After another dark week, a production of Sarah Kane’s Crave is Cab 6. Directed by 3rd year YSD playwright Hansol Jung, this four-person play explores the voices in the mind of a playwright in the midst of creation. Kane is known for the open-ended, interpretive nature of her plays, in which speakers are often unspecified, leaving much to the creative team to devise.  November 14-16.

Cab 7 takes place the week before Thanksgiving—the American holiday that celebrates getting by. Derivatives, conceived by 3rd-year YSD actor Jabari Brisport and directed by 3rd-year YSD director Cole Lewis, is a devised, multimedia theater piece that explores the increasing distance between the Haves and the Have-nots in this land of ours. The disparity in incomes in the U.S. is greater than it’s been since the 1920s. Political, entertaining, with a real sense of problems and the need for solutions, the play is not afraid to ask the big questions. November 21-23.

The week after Thanksgiving, and the last show of the first semester, is Cab 8, a movement piece called Bound to Burn, developed by Rob Chikar and Alyssa Simmons, two Cab regulars who work behind-the-scenes on many shows, as Stage Manager and Theater Manager, respectively, and who share a penchant for dancing.
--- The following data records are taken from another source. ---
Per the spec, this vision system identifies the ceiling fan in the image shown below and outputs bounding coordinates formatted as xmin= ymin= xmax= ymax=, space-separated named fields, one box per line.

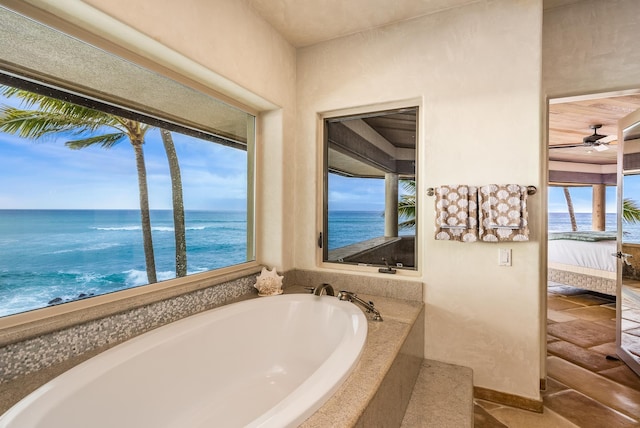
xmin=549 ymin=124 xmax=616 ymax=152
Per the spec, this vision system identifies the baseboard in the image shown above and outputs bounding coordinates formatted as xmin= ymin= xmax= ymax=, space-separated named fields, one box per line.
xmin=473 ymin=386 xmax=543 ymax=413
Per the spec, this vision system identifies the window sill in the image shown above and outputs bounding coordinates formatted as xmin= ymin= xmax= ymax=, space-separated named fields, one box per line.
xmin=0 ymin=262 xmax=262 ymax=347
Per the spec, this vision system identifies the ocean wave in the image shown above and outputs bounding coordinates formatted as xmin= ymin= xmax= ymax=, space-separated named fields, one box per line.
xmin=123 ymin=269 xmax=176 ymax=287
xmin=91 ymin=226 xmax=142 ymax=232
xmin=47 ymin=242 xmax=122 ymax=254
xmin=91 ymin=226 xmax=208 ymax=232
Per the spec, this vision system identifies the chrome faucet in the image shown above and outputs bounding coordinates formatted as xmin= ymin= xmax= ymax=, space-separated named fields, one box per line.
xmin=338 ymin=290 xmax=384 ymax=321
xmin=378 ymin=257 xmax=396 ymax=275
xmin=313 ymin=283 xmax=336 ymax=296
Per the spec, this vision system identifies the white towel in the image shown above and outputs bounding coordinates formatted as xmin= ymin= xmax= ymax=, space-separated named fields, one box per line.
xmin=435 ymin=185 xmax=478 ymax=242
xmin=478 ymin=184 xmax=529 ymax=242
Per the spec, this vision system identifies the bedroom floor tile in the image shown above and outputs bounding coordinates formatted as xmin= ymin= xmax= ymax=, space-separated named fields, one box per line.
xmin=547 ymin=309 xmax=578 ymax=323
xmin=598 ymin=364 xmax=640 ymax=391
xmin=567 ymin=294 xmax=612 ymax=306
xmin=545 ymin=390 xmax=640 ymax=428
xmin=566 ymin=306 xmax=616 ymax=321
xmin=547 ymin=297 xmax=584 ymax=311
xmin=589 ymin=342 xmax=616 ymax=356
xmin=545 ymin=356 xmax=640 ymax=420
xmin=547 ymin=319 xmax=616 ymax=348
xmin=547 ymin=340 xmax=623 ymax=372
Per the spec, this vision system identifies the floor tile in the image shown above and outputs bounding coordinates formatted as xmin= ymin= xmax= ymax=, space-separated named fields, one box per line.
xmin=545 ymin=390 xmax=640 ymax=428
xmin=598 ymin=364 xmax=640 ymax=391
xmin=593 ymin=319 xmax=616 ymax=331
xmin=547 ymin=319 xmax=616 ymax=348
xmin=547 ymin=340 xmax=622 ymax=372
xmin=567 ymin=293 xmax=614 ymax=306
xmin=565 ymin=306 xmax=616 ymax=321
xmin=473 ymin=404 xmax=509 ymax=428
xmin=622 ymin=309 xmax=640 ymax=323
xmin=588 ymin=342 xmax=616 ymax=356
xmin=547 ymin=309 xmax=578 ymax=323
xmin=547 ymin=334 xmax=560 ymax=343
xmin=547 ymin=283 xmax=585 ymax=296
xmin=620 ymin=318 xmax=640 ymax=331
xmin=547 ymin=356 xmax=640 ymax=418
xmin=547 ymin=297 xmax=584 ymax=311
xmin=541 ymin=378 xmax=569 ymax=400
xmin=489 ymin=407 xmax=580 ymax=428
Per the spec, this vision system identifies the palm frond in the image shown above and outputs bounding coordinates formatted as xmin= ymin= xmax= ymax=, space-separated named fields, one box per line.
xmin=622 ymin=198 xmax=640 ymax=223
xmin=64 ymin=132 xmax=127 ymax=150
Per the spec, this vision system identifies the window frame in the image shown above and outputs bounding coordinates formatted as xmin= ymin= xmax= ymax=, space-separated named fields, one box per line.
xmin=0 ymin=5 xmax=262 ymax=346
xmin=316 ymin=97 xmax=425 ymax=277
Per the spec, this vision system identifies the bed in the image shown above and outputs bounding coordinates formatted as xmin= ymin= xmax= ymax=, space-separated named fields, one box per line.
xmin=547 ymin=231 xmax=618 ymax=296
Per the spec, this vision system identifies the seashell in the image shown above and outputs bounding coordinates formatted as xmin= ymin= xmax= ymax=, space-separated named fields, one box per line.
xmin=254 ymin=267 xmax=284 ymax=296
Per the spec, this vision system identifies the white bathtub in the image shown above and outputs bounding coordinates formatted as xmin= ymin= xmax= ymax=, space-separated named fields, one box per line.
xmin=0 ymin=294 xmax=367 ymax=428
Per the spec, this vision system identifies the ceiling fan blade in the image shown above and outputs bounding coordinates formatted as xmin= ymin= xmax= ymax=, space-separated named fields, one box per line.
xmin=549 ymin=144 xmax=586 ymax=149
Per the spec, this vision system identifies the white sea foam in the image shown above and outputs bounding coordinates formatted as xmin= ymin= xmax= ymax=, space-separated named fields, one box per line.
xmin=91 ymin=226 xmax=142 ymax=231
xmin=123 ymin=269 xmax=176 ymax=287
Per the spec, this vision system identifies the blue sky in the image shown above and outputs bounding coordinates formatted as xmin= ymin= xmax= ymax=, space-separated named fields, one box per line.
xmin=549 ymin=186 xmax=616 ymax=213
xmin=0 ymin=119 xmax=247 ymax=210
xmin=0 ymin=93 xmax=640 ymax=213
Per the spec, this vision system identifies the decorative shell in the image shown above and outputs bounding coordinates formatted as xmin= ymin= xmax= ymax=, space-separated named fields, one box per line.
xmin=254 ymin=267 xmax=284 ymax=296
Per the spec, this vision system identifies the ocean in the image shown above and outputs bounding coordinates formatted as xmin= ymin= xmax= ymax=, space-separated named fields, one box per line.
xmin=0 ymin=210 xmax=247 ymax=316
xmin=0 ymin=210 xmax=640 ymax=316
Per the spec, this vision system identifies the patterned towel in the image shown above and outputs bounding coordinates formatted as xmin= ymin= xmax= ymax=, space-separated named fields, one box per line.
xmin=435 ymin=185 xmax=478 ymax=242
xmin=478 ymin=184 xmax=529 ymax=242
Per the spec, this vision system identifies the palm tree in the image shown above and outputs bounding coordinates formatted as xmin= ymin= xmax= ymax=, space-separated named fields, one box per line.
xmin=0 ymin=87 xmax=165 ymax=284
xmin=622 ymin=198 xmax=640 ymax=223
xmin=398 ymin=180 xmax=416 ymax=229
xmin=160 ymin=129 xmax=187 ymax=278
xmin=562 ymin=186 xmax=578 ymax=232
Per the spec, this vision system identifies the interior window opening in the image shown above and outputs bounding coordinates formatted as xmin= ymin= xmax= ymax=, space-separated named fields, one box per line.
xmin=323 ymin=107 xmax=418 ymax=273
xmin=0 ymin=74 xmax=255 ymax=316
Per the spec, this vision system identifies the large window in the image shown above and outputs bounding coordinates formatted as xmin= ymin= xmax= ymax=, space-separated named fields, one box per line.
xmin=0 ymin=8 xmax=255 ymax=316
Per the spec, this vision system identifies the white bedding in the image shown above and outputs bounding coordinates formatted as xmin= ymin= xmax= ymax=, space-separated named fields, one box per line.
xmin=548 ymin=239 xmax=618 ymax=272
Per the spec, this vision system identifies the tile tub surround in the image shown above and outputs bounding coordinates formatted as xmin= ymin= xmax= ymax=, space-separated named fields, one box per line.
xmin=283 ymin=269 xmax=423 ymax=302
xmin=0 ymin=274 xmax=257 ymax=414
xmin=296 ymin=287 xmax=424 ymax=428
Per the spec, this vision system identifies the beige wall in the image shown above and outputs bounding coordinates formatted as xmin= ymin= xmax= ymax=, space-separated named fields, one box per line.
xmin=543 ymin=0 xmax=640 ymax=98
xmin=295 ymin=0 xmax=542 ymax=399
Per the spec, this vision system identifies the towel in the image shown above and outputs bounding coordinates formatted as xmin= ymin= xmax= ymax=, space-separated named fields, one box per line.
xmin=478 ymin=184 xmax=529 ymax=242
xmin=435 ymin=185 xmax=478 ymax=242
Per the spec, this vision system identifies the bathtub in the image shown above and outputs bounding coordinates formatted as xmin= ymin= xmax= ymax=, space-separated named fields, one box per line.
xmin=0 ymin=294 xmax=367 ymax=428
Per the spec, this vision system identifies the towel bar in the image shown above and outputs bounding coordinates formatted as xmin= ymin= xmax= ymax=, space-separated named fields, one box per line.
xmin=427 ymin=186 xmax=538 ymax=196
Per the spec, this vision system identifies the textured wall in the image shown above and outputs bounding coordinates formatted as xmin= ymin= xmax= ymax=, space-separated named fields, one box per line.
xmin=296 ymin=0 xmax=542 ymax=399
xmin=542 ymin=0 xmax=640 ymax=98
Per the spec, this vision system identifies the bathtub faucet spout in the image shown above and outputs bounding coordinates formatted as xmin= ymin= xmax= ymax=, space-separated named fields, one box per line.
xmin=338 ymin=290 xmax=383 ymax=321
xmin=313 ymin=283 xmax=336 ymax=296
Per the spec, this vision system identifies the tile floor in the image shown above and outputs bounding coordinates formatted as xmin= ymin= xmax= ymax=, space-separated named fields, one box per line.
xmin=474 ymin=283 xmax=640 ymax=428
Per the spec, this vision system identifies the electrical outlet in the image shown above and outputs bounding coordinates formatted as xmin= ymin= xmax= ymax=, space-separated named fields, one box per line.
xmin=498 ymin=248 xmax=511 ymax=266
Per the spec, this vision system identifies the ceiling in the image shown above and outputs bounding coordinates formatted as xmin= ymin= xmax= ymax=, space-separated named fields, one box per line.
xmin=246 ymin=0 xmax=581 ymax=47
xmin=246 ymin=0 xmax=640 ymax=171
xmin=549 ymin=94 xmax=640 ymax=165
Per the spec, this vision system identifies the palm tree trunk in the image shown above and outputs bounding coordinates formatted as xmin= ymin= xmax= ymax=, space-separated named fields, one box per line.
xmin=160 ymin=129 xmax=187 ymax=278
xmin=131 ymin=140 xmax=158 ymax=284
xmin=562 ymin=186 xmax=578 ymax=232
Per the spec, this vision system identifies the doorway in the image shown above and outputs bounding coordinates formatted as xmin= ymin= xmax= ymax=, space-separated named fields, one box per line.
xmin=547 ymin=91 xmax=640 ymax=387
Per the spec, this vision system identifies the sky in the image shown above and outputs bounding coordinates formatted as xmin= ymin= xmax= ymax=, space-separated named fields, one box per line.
xmin=0 ymin=92 xmax=640 ymax=213
xmin=0 ymin=101 xmax=247 ymax=210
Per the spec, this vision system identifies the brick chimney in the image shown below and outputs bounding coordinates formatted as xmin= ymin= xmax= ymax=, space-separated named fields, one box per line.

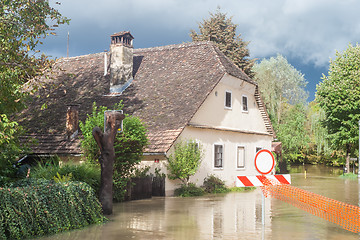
xmin=110 ymin=31 xmax=134 ymax=93
xmin=66 ymin=104 xmax=79 ymax=139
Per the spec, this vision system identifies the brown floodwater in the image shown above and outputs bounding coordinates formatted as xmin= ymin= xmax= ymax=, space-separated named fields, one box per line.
xmin=40 ymin=166 xmax=360 ymax=240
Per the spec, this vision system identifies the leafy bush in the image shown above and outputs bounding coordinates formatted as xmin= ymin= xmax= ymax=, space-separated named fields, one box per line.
xmin=174 ymin=183 xmax=205 ymax=197
xmin=30 ymin=162 xmax=101 ymax=192
xmin=0 ymin=114 xmax=25 ymax=178
xmin=203 ymin=175 xmax=230 ymax=193
xmin=167 ymin=140 xmax=202 ymax=185
xmin=79 ymin=103 xmax=148 ymax=202
xmin=0 ymin=179 xmax=104 ymax=239
xmin=229 ymin=187 xmax=256 ymax=192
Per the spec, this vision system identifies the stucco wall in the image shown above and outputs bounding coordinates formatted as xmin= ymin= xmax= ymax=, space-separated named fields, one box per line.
xmin=143 ymin=75 xmax=272 ymax=196
xmin=190 ymin=75 xmax=266 ymax=133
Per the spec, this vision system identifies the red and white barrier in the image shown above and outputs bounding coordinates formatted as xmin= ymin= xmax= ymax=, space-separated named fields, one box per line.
xmin=236 ymin=174 xmax=291 ymax=187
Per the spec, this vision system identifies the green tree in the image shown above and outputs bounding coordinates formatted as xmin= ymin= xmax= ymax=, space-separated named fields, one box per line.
xmin=79 ymin=103 xmax=148 ymax=201
xmin=253 ymin=54 xmax=308 ymax=130
xmin=167 ymin=140 xmax=202 ymax=186
xmin=0 ymin=0 xmax=69 ymax=174
xmin=190 ymin=9 xmax=254 ymax=77
xmin=0 ymin=0 xmax=69 ymax=114
xmin=277 ymin=104 xmax=309 ymax=162
xmin=315 ymin=44 xmax=360 ymax=170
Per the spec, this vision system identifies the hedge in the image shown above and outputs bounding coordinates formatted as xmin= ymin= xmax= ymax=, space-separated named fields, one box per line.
xmin=0 ymin=179 xmax=104 ymax=239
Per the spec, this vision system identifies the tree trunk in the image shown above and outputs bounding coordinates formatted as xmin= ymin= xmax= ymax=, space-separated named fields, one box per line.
xmin=345 ymin=145 xmax=351 ymax=173
xmin=92 ymin=111 xmax=125 ymax=215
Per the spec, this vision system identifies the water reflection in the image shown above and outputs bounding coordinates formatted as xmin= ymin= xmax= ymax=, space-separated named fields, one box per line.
xmin=43 ymin=166 xmax=360 ymax=240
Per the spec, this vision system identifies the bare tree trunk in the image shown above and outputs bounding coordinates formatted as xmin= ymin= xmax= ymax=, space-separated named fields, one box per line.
xmin=92 ymin=111 xmax=125 ymax=215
The show investigates the experience of loss, using bodily rather than verbal expression. December 5-7.

The first two shows of the next semester, following the winter holidays, take place in January: Cab 9 features Have I None, a daunting play by British playwright Edward Bond from 2000. Set in 2077, the play darkly imagines a dystopia in which memory, and therefore history, has been erased. Second-year YSD director Jessica Holt will stage the claustrophobic play—in which going out of one’s room is risky business---with a stress on Bond's sense of the absurd. January 16-18.

Cab 10 features 3rd-year YSD actress Elia Monte-Brown’s original play, The Defendant, about the rigors of public school in New York (where Monte-Brown taught before enrolling at Yale); the play aims to recreate some of the anxieties of today’s student, and to question the values of public education in America, using all 1st year actors in the YSD program. January 23-25.

And that’s the line-up, as the Cab continues its mission of exploring the purpose of theater in our community—as entertainment and provocation, as a questioning of and a response to the world we live in. There’s a little something for everyone—the past, the present, the future; the nowhere space of creation; the problems of education and the economy; the bonds of bodily contact; the voices of our inner demons; the voices on the airwaves. See you at the Cab!